6 comments on “Inclusive Conferences

  1. I think it’s great seeing people again at all the Agile Testing Days (or other conferences) and I do immensely enjoy talking them. Also, I agree that we may look like a clique. Maybe we can find a way to visibly and obviously open the circle for more people to join?

    One thing I did this time during lunch, is to sit down at an empty table — and wait to see, if someone asks whether they may join. (Of course they do!) Apart from getting to have lunch with someone I may not know yet, I don’t have to ask to join a table. Yes, I’m an introvert.

    The color-coded name tag could indeed support a feeling of different ‘grades’ of attendees. In the case of the Agile Testing Days this year: Rookie, Alumnus, Speaker, Volunteer & Organiser (if I remember correctly).
    But it also helped: This way, I was able to talk to first time attendees, assuming that they might be a bit intimidated by others. I definitely has when I attended the conference the 1st time back in 2009.

  2. Hi Lisa,

    Important points in your post.

    I think I remember some of those private club type of testing conferences in the 1990s – remember it was at such an event that you and I first had a chance to get to know each other!

    These days I like to hang out at testing labs at conferences and chat with delegates and speakers who wander by. I like to test with people to get to know them … I use a sort of “test with me” theme to meet and share with others.

    So I suggest testing conferences make friendly places available for people to test together … make new friends and make things real all at once.

    Nice reading you blog

    It’s all about people – and the occasional bug!

    cheers

    RobSab

  3. Hi Rob, as I recall, we met at that conference in Brussels in 2000 where you were so kind to me and campaigned on my behalf to get me voted best presentation! So yes, that conference was a different experience. But also, I was a speaker, and I find that more people talk to me in that case.

    I often see you during social events or just in the bar at the conference hotel welcoming new people – we can all learn by your example!

  4. Yes, I was surprised that some people don’t like being designated as a first-time attendee.
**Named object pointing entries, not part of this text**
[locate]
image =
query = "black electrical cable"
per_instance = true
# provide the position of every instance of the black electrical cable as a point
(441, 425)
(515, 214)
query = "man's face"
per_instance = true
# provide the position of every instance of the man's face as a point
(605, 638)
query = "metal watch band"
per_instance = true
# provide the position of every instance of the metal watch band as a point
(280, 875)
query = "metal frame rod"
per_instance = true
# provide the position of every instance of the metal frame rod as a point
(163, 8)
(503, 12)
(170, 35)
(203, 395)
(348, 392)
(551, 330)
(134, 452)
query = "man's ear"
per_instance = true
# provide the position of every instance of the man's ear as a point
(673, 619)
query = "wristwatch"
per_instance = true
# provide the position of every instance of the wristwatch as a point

Maybe we could give everyone a sticker or ribbon with whatever designation – speaker, veteran, first-time – and they can attach it to their badge if they want?

  5. My first Agile Testing Days was last year. It was only my second speaking conference, and my first where I turned up without any colleagues and only knowing one or two people there. I also consider myself shy (it’s remarkable just how many of us do), but I was determined to make the effort to try and interact more.
    The good thing about ATD is that you have multiple opportunities to do so. I turned up a day early to do some sightseeing, and just by hanging about the reception on the Sunday evening, I ended up going around the Christmas Market with the organisers and a couple of other speakers. On the Monday we had the Speaker’s Dinner, which was relaxed and fun, and then I gave my talk on the Tuesday, and people came up and chatted to me after, and that was great. Then at the evening party, again I was sat with people I didn’t know, and again it just didn’t matter.
    After the party, because we were all in the same hotel, I ended up in the bar and managed to grab a seat where a card game was going on – and ended up playing it for the next four hours. Next evening was Games Night, and again those opportunities to just sit with a bunch of strangers and talk and laugh (and have the odd beer…). Then the cabaret, and the same thing happens. And every mealtime. And every coffee break. And then I went to the Women in Agile event and the same thing happened again. And then I stayed on the Friday night, and ended up going out for a meal with about 10 of us who’d stayed on (that was with you and Janet and Mike…).
    I think my point is – it’s not a clique – it’s a community. You do have to make some effort if you’re new to come out of your comfort zone and interact, but you do have multiple opportunities, and many people, who will help you do so. And the rewards are worth it, and you’d be amazed (like I was – and still am) just how quickly you will be welcomed into it.